On several occasions, the Rebbe had asked that his chasidim report on their outreach activities once a month, preferably at the beginning of each month, on Rosh Chodesh,. Usually, I would be the one to write the report of our activities on behalf of the yeshiva administration.
Writing a report to the Rebbe is no simple matter. Several days before, I would begin to to consider what I would report and how I would write it. And you don’t just dash off a letter to the Rebbe in half an hour. You need to find a block of several hours in order to prepare yourself, and then to write it properly. And then you need to decide what to write first, what deserves to be mentioned, and what to leave out. Of course, we used a typewriter – we didn’t have computers in those days.

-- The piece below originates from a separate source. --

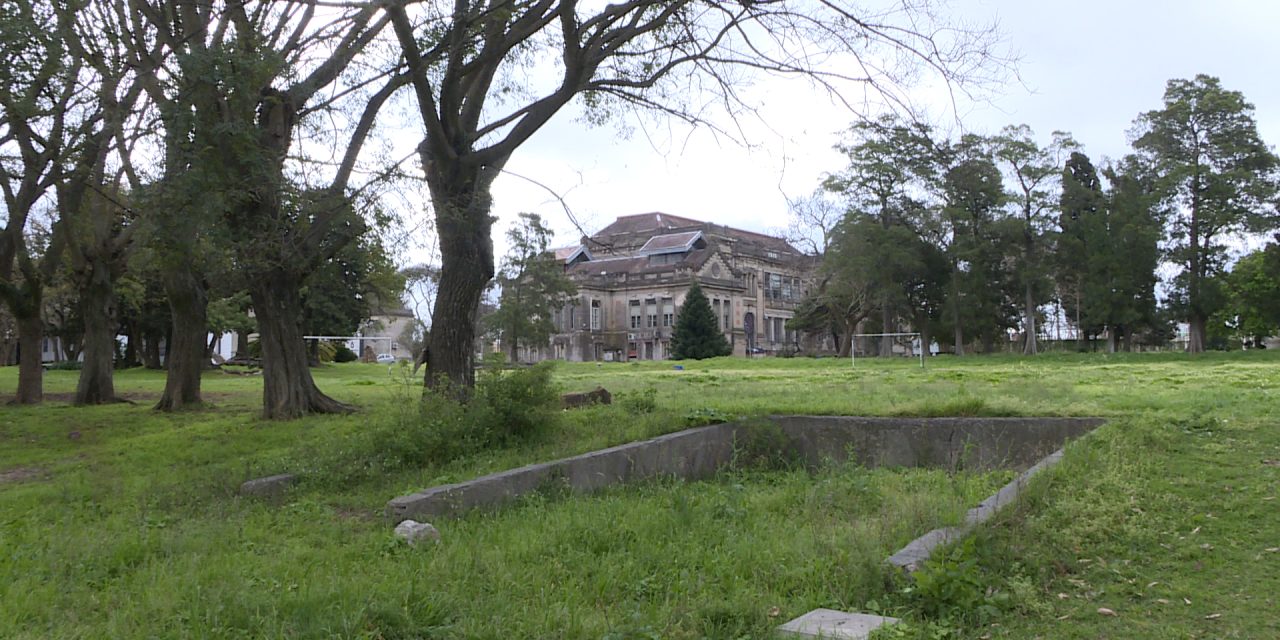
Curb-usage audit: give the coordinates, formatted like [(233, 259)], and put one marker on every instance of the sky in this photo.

The month of Adar had been hectic, with lots of activities. Suddenly we were in Nissan, and I still hadn’t written the report for Adar. There was so much to report: Purim celebrations, preparations for Pesach, many different outreach projects.
Before I knew it, it was the eleventh of Nissan, the Rebbe’s birthday, and I still hadn’t written the report.
“This is it,” I told myself. “No matter what, I’m writing this report tonight.” That night, I wrote and wrote. It was 3 a.m. when I was finished; I had written eight pages.
I felt so uplifted. There were so many good things in it. So much had been done to spread yiddishkeit, plus a number of activities in honor of the Rebbe’s birthday. I was sure they’d bring the Rebbe much nachas.
But then it occurred to me. “I can’t just sign off. I must finish the letter appropriately, with a blessing for the Rebbe’s birthday!”
Now, this was a problem. As I saw it at the time, a yeshiva student doesn’t give the Rebbe a bracha – he asks for a bracha from the Rebbe! From time to time, on special occasions, an elder chosid would stand up at a farbrengen, a chasidic gathering, and would bless the Rebbe in the name of the entire community; but never a young student!
But then I said to myself, “So what? It doesn’t matter who I am! I’ll give the Rebbe a bracha in the name of the administration.
“On the other hand, can I give the Rebbe a bracha on their behalf, when I’m really acting on my own? I must ask permission!” This dilemma was raging inside my head.